Advanced Client Settings¶
DNS Default Domain¶
Configures a default domain name which clients will append to DNS requests. This can be helpful to ensure name resolution works properly for hosts on the local network where DNS name resolution is used.
For Microsoft Active Directory environments, this would usually be the Active Directory domain name.
When checked, the GUI allows configuring up to four DNS servers for use by clients while connected to the VPN.
For Microsoft Active Directory environments, this is typically the Active Directory Domain Controllers or DNS servers for proper name resolution and authentication when connected via OpenVPN.
Block Outside DNS¶
Makes Windows 10 clients block access to DNS server except across OpenVPN while connected, forcing clients to use only VPN DNS servers.
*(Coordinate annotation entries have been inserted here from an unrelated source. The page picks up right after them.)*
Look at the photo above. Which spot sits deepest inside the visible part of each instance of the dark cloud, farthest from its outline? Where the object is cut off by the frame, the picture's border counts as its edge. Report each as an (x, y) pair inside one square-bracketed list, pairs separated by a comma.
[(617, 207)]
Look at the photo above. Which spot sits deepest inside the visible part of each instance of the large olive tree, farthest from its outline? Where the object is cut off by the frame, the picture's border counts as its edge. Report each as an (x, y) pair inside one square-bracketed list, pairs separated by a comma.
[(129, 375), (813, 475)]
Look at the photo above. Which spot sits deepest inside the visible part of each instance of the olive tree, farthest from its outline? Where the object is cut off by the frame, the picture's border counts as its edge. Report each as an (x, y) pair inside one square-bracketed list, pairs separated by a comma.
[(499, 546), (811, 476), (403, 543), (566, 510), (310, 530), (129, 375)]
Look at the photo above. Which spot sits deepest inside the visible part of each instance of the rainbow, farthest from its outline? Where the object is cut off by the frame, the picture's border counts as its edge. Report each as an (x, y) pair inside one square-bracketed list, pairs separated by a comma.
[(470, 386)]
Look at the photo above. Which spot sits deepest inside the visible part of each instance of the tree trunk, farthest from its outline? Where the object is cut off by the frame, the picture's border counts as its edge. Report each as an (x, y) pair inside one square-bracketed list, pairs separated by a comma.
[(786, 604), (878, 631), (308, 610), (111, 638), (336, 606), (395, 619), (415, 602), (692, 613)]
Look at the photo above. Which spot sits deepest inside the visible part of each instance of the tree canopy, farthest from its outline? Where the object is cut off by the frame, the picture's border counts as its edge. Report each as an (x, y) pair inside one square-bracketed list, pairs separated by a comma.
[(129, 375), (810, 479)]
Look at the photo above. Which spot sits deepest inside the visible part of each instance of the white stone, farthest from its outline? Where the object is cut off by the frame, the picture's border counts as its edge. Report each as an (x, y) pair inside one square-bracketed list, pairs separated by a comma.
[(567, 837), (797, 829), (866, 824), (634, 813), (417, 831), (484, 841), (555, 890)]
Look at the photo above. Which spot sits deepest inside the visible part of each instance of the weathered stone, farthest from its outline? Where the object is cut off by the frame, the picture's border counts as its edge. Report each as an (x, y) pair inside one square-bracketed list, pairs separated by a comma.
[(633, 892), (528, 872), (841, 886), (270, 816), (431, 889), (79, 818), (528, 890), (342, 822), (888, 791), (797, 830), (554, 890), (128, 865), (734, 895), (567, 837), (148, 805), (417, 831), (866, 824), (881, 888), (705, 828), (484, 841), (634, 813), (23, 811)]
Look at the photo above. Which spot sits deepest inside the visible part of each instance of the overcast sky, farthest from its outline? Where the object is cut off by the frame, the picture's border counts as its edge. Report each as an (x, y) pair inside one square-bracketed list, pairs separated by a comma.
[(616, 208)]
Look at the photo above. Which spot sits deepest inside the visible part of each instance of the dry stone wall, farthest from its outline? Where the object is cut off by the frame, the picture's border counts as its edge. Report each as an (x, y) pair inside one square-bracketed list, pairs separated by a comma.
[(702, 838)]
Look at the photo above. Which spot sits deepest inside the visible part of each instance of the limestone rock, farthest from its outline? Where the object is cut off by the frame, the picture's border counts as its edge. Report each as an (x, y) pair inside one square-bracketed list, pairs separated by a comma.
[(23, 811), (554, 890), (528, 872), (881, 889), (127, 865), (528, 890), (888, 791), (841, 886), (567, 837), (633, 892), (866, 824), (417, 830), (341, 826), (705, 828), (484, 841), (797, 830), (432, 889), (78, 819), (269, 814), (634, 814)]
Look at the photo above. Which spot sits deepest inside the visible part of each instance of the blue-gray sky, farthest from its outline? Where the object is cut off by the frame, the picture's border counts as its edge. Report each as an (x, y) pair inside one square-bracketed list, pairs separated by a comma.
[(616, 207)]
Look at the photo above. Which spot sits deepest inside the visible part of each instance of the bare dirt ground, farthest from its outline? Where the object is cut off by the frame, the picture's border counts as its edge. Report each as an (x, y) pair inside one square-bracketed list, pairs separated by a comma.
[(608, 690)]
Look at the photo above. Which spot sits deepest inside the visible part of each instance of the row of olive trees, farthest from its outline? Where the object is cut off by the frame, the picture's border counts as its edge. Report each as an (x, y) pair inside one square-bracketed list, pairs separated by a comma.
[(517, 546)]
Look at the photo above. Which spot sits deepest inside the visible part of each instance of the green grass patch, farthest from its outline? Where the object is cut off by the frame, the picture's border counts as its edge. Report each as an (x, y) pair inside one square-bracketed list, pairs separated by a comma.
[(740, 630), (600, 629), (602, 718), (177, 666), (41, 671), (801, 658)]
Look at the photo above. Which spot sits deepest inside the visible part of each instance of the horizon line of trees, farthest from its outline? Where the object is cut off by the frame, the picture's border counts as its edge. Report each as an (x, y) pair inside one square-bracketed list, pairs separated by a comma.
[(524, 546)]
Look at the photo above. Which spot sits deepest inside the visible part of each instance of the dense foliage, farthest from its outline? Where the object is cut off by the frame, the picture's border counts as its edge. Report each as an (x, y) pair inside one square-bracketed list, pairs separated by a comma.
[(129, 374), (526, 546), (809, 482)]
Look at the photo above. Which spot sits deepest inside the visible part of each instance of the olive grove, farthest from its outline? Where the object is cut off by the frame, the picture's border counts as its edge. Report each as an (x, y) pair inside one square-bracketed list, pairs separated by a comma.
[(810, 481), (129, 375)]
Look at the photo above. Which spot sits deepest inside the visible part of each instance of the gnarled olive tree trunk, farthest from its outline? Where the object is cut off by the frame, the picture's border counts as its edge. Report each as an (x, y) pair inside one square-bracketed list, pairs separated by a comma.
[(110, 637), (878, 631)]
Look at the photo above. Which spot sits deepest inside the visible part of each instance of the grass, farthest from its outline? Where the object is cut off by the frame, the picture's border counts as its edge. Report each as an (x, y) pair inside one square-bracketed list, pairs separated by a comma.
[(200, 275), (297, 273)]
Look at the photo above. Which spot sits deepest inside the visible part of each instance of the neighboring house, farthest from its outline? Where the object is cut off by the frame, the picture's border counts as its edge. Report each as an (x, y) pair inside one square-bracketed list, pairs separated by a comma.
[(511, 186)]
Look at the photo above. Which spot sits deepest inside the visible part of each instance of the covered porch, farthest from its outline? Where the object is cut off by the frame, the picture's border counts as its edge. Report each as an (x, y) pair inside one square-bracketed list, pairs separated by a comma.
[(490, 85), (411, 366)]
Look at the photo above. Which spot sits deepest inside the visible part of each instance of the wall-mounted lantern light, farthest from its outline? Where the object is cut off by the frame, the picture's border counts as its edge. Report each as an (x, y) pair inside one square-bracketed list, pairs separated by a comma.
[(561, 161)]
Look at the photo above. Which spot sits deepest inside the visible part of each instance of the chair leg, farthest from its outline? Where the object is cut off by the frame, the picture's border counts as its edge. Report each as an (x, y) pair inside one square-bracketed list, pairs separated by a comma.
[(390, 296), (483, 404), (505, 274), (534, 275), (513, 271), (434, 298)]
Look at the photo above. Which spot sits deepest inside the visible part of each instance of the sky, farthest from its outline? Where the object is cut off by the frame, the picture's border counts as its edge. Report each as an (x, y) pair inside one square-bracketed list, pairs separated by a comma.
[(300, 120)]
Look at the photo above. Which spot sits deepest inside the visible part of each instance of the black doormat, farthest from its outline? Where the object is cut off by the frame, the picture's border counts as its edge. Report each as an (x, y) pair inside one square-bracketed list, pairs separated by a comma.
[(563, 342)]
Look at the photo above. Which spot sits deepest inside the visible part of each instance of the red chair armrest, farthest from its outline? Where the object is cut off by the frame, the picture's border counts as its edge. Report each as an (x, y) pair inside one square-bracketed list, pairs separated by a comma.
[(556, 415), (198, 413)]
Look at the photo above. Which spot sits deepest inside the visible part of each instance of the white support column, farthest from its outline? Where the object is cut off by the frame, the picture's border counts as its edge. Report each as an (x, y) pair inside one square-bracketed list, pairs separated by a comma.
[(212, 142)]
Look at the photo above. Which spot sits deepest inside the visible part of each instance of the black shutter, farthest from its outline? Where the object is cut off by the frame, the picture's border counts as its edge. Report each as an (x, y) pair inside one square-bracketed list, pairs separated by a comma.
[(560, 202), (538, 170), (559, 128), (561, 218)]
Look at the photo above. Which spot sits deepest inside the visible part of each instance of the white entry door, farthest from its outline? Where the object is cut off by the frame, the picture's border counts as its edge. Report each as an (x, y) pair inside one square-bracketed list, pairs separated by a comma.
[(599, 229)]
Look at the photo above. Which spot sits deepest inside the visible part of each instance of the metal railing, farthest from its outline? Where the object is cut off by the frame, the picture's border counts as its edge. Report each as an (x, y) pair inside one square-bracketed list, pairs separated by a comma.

This is only relevant on Windows 10 clients using OpenVPN version 2.3.9 and later as they are the only clients prone to leak DNS requests in this way. The option has no effect on other platforms and they will ignore the directive.
Force DNS Cache Update¶
When checked, the OpenVPN server pushes a set of commands to Windows clients which flush and restart DNS caching to improve client handling of updated DNS servers from the VPN.
When checked, the GUI allows configuring one or two NTP servers which OpenVPN will push to clients for time synchronization. These values can be an IP address or FQDN.
The Enable NetBIOS over TCP/IP option controls whether or not the GUI displays several other NetBIOS and WINS related options.
The NetBIOS node type controls how Windows systems function when resolving NetBIOS names. The best practice is to leave this to none to accept the default value from Windows.
The available options include:
Use broadcasts for NetBIOS name resolution. This would only be used in the case of a tap bridge as otherwise OpenVPN does not support broadcast messages.
Point-to-point name queries to a WINS server. WINS has been deprecated on modern networks, so this option is not useful in most Windows networks.
Broadcast then query name server. Similar to b-node but will fall back to DNS.
Query name server first, then use broadcast. This option is the most likely to succeed in a current network with proper, functional, DNS.
A NetBIOS Scope ID provides an extended naming service for NetBIOS over TCP/IP. The NetBIOS scope ID isolates NetBIOS traffic on a single network to only those nodes with the same NetBIOS scope ID.
Checking this box allows defining two WINS servers which provide name resolution for clients accessing and browsing NetBIOS resources across the VPN. WINS has been largely deprecated and removed from use, so it is unlikely that most modern environments would benefit from this behavior.